Stanley Kubrick était au début de sa carrière un réalisateur qui en voulait et qui souhaitait innover dans son art. Ses deux premiers essais ne furent concluant, toutefois, ils ont menés à la réussite de son troisième projets, l’œuvre de la maturité pour le jeune réalisateur.
Avec L'Ultime Razzia, Kubrick prend de la confiance et affirme son style. Son expérience de photographe se ressent dans le sens du cadrage et dans la photographie, notamment dans la gestion de la lumière. Avec une base aussi solide, il peut se permettre de tenter des choses bien que certaines idées soient loin d'être pertinentes. Le combat de Maurice au bar du champ de course est filmé en caméra épaule. Voulant ajouter du dynamisme à la séquence, ce choix semble cependant étrange car quasiment hors propos avec la réalisation léchée du reste du métrage. Néanmoins, c'est en tant que conteur que le réalisateur s'améliore. En effet, le film tire sa force de son métrage. Le récit n'est pas linéaire, le montage jonglant entre le passé et le présent pour nous présenter la préparation du casse via différents points de vues. C'est un choix audacieux pour une œuvre des années 1950 mais un choix réussit car il dessert le plan des braqueurs, celui-ci étant d'une incroyable minutie.

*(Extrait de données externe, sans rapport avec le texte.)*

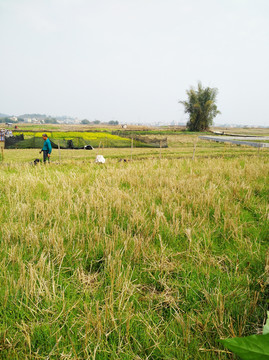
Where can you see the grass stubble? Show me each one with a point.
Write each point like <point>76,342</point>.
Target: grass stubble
<point>152,259</point>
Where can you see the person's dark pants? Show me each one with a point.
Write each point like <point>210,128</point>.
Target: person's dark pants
<point>45,156</point>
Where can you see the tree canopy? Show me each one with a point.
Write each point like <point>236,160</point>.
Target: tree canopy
<point>201,107</point>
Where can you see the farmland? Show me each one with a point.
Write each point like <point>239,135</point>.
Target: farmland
<point>157,257</point>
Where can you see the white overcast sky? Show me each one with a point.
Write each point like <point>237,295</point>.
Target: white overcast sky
<point>132,60</point>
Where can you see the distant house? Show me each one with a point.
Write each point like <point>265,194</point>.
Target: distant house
<point>13,118</point>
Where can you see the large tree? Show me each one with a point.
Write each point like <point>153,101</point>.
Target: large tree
<point>201,107</point>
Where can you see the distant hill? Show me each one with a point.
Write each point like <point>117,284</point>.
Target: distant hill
<point>33,116</point>
<point>4,115</point>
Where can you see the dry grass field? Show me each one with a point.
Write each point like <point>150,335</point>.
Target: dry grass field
<point>154,258</point>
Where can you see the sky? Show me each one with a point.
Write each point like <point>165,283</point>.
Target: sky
<point>133,60</point>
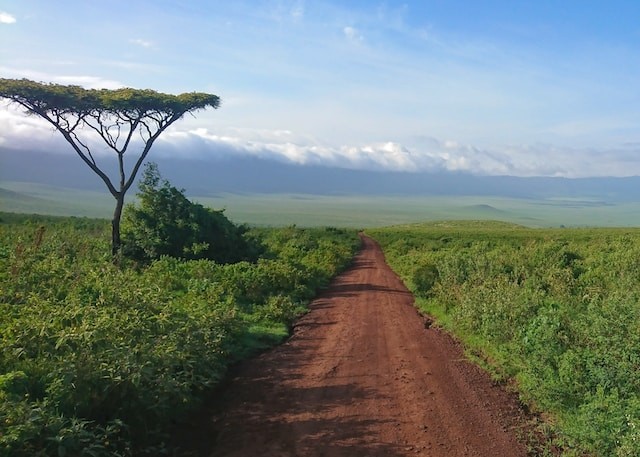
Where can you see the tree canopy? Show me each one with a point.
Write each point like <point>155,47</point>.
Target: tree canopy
<point>114,115</point>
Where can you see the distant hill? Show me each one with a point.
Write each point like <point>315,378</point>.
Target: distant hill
<point>251,175</point>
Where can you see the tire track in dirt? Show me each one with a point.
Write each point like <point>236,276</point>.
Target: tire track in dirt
<point>361,376</point>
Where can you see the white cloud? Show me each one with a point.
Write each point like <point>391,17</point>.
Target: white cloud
<point>88,82</point>
<point>6,18</point>
<point>297,11</point>
<point>429,156</point>
<point>426,154</point>
<point>353,35</point>
<point>141,42</point>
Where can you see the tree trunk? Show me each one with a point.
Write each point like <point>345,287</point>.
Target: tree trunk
<point>115,227</point>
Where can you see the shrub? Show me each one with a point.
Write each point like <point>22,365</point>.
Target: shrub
<point>165,222</point>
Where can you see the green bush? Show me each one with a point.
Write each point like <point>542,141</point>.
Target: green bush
<point>165,222</point>
<point>99,360</point>
<point>556,310</point>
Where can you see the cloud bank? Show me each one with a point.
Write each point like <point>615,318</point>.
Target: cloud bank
<point>424,154</point>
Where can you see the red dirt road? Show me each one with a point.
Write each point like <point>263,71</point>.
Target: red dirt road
<point>363,376</point>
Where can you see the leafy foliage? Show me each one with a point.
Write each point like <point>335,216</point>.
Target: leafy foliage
<point>556,310</point>
<point>97,360</point>
<point>165,222</point>
<point>114,116</point>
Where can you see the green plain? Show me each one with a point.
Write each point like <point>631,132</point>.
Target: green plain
<point>341,210</point>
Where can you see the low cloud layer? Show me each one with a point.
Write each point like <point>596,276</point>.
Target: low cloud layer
<point>424,154</point>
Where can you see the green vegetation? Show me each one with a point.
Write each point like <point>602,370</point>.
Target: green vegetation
<point>119,117</point>
<point>342,210</point>
<point>97,359</point>
<point>165,222</point>
<point>556,310</point>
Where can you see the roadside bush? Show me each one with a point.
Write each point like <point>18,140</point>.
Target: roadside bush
<point>99,360</point>
<point>424,279</point>
<point>165,222</point>
<point>556,311</point>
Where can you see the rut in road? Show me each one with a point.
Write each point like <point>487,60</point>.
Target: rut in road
<point>362,376</point>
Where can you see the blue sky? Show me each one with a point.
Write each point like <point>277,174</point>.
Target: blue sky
<point>522,88</point>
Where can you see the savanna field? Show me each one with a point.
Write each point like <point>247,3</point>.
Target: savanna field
<point>101,359</point>
<point>552,312</point>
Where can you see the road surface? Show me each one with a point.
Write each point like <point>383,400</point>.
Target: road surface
<point>362,375</point>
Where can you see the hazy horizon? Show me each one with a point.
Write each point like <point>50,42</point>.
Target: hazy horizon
<point>526,89</point>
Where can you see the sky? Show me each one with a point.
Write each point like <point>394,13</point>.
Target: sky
<point>522,88</point>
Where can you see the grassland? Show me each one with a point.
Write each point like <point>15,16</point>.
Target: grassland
<point>343,210</point>
<point>554,312</point>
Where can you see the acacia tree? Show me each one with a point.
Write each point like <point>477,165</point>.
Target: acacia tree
<point>118,117</point>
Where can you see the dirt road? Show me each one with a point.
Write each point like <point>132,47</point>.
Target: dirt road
<point>363,376</point>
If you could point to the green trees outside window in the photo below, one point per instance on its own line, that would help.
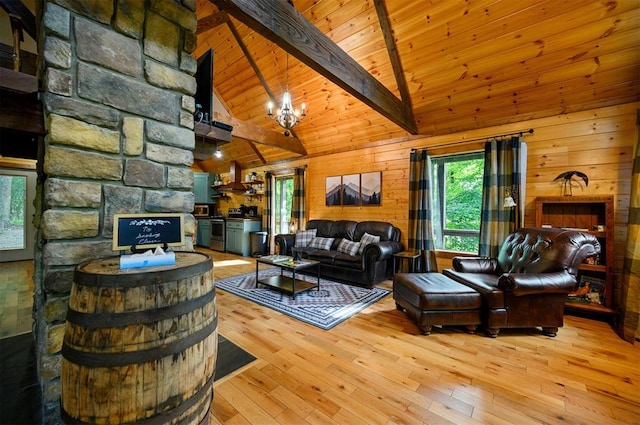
(457, 187)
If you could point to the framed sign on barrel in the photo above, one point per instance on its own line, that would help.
(145, 231)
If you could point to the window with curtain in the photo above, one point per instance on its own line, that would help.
(283, 201)
(457, 195)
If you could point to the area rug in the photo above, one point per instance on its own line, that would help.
(331, 305)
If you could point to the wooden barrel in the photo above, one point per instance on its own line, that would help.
(140, 345)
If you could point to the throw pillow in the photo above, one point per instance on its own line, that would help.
(366, 239)
(303, 237)
(321, 243)
(348, 247)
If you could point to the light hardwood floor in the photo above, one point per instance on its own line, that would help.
(375, 368)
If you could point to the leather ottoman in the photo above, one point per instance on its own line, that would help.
(434, 299)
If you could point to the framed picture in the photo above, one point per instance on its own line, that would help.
(351, 189)
(591, 290)
(332, 190)
(371, 188)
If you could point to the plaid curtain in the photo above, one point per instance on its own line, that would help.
(267, 218)
(297, 204)
(420, 237)
(631, 267)
(502, 177)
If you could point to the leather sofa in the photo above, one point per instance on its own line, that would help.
(373, 265)
(527, 284)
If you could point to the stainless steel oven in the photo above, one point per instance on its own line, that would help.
(218, 234)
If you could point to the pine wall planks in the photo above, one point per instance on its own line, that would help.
(598, 142)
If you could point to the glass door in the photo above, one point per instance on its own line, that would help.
(17, 192)
(283, 199)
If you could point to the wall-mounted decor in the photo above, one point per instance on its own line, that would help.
(351, 189)
(371, 188)
(354, 189)
(332, 191)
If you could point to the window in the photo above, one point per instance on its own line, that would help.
(457, 200)
(283, 198)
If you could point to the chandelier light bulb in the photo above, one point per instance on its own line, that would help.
(286, 116)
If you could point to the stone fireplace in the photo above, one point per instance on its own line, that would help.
(118, 85)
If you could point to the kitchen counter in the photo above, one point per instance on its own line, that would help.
(244, 219)
(238, 234)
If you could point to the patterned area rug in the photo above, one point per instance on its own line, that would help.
(331, 305)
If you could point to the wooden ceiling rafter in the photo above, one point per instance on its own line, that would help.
(243, 130)
(212, 21)
(17, 8)
(392, 50)
(254, 133)
(291, 31)
(299, 146)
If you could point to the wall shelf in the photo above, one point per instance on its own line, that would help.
(593, 215)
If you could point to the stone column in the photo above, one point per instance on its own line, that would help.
(118, 85)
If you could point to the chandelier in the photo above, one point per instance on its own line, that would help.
(287, 117)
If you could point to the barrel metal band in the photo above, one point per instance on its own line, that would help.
(81, 277)
(163, 417)
(119, 320)
(88, 359)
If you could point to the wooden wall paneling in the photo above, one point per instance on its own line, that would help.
(566, 133)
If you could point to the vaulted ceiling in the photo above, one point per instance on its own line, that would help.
(451, 66)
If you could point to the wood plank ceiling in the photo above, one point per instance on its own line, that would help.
(452, 65)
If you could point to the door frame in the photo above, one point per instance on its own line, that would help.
(27, 252)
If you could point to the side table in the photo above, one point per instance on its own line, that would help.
(411, 258)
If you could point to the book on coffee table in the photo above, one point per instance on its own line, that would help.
(276, 258)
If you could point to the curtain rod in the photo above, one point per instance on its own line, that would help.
(519, 133)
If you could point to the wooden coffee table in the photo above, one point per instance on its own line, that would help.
(286, 284)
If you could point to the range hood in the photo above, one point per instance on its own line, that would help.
(236, 179)
(209, 137)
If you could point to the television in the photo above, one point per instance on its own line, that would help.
(204, 90)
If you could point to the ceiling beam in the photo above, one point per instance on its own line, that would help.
(253, 133)
(282, 24)
(392, 49)
(253, 64)
(210, 22)
(17, 8)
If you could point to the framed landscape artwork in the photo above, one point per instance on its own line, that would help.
(351, 189)
(332, 191)
(354, 189)
(371, 185)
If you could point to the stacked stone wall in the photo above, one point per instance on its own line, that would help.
(118, 84)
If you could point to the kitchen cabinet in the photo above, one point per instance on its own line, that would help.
(203, 190)
(255, 189)
(590, 214)
(203, 234)
(238, 239)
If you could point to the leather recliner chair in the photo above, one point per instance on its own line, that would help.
(527, 284)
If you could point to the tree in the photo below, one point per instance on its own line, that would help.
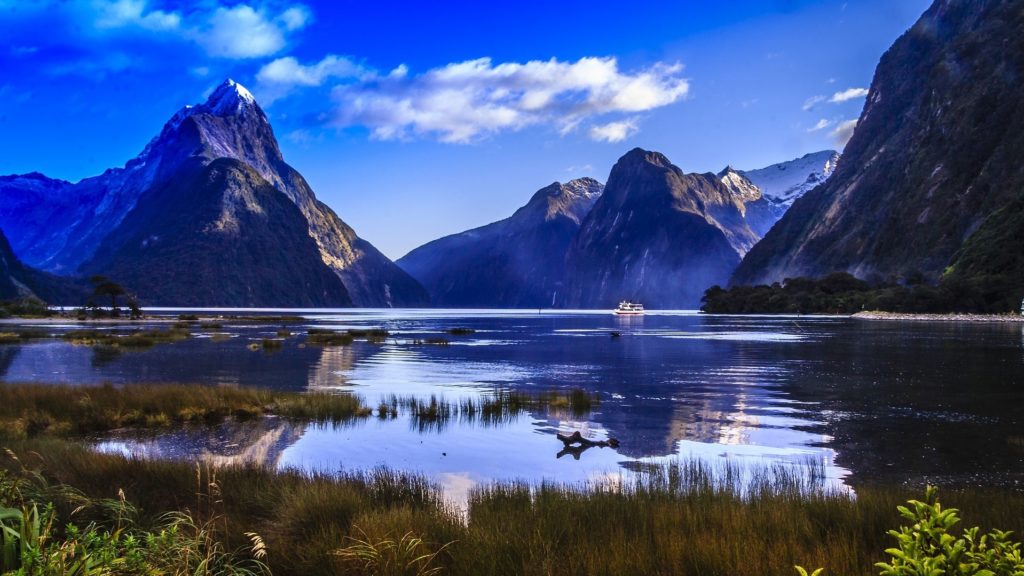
(104, 287)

Tout dans le métrage nous laisse penser que le braquage va se dérouler comme prévu : à chaque changement de point de vue, une voix off nous indique l'heure et le jour de l'action qui va se dérouler sous nos yeux ; nous revivons au fil du film les mêmes plans mais à chaque fois avec un nouveau regard pour nous montrer que tout se tient selon le plan. Cependant, les braqueurs et le montage n'ont pu prévoir les imprévus dépassant le cadre de l’œuvre filmique. L'Ultime Razzia est un film noir, et tout comme bon film du genre il y a une certaine fatalité qui plane autour de ces personnages. Ce triste destin sera représenté par la figure de la femme fatale qui causera leur perte. A l'image d'un véritable chat noir, les braqueurs subiront le courroux de la malchance via des signes du destin complètement imprévisibles. L'exemple le plus parlant est le cas du sniper qui décédera à cause d'un fer à cheval ayant crevé la roue de son véhicule. Ce plan si minutieux va dérailler et cela sera dévoilé par la réalisation. Il y a une certaine fluidité dans les plans, particulièrement dans les longs travellings suivant les personnages. Le déroulé du braquage est à l'image de ceux-ci, fluide et sans accroc jusqu'à ce qu'une cassure se fasse. A chaque moment de tension – comme lorsque les braqueurs se feront tuer – le montage s’accélère avec de nombreuses coupes pour souligner l'échec des opérations. A vrai dire, malgré toutes les armes qu'utilise le métrage pour nous faire croire à la réussite du braquage, l'échec était prévu à l'avance. A de nombreuses reprises des barreaux apparaissent dans le champ. Lors de la première séquence où nous voyions Johnny, l'ombre derrière lui forme des barreaux, indiquant ainsi son destin.
L'Ultime Razzia est la première grande œuvre d'un grand réalisateur. C'est la naissance de ce que deviendra Kubrick : un artiste ambitieux, ne souhaitant jamais être enfermé dans une case, et voulant constamment innover.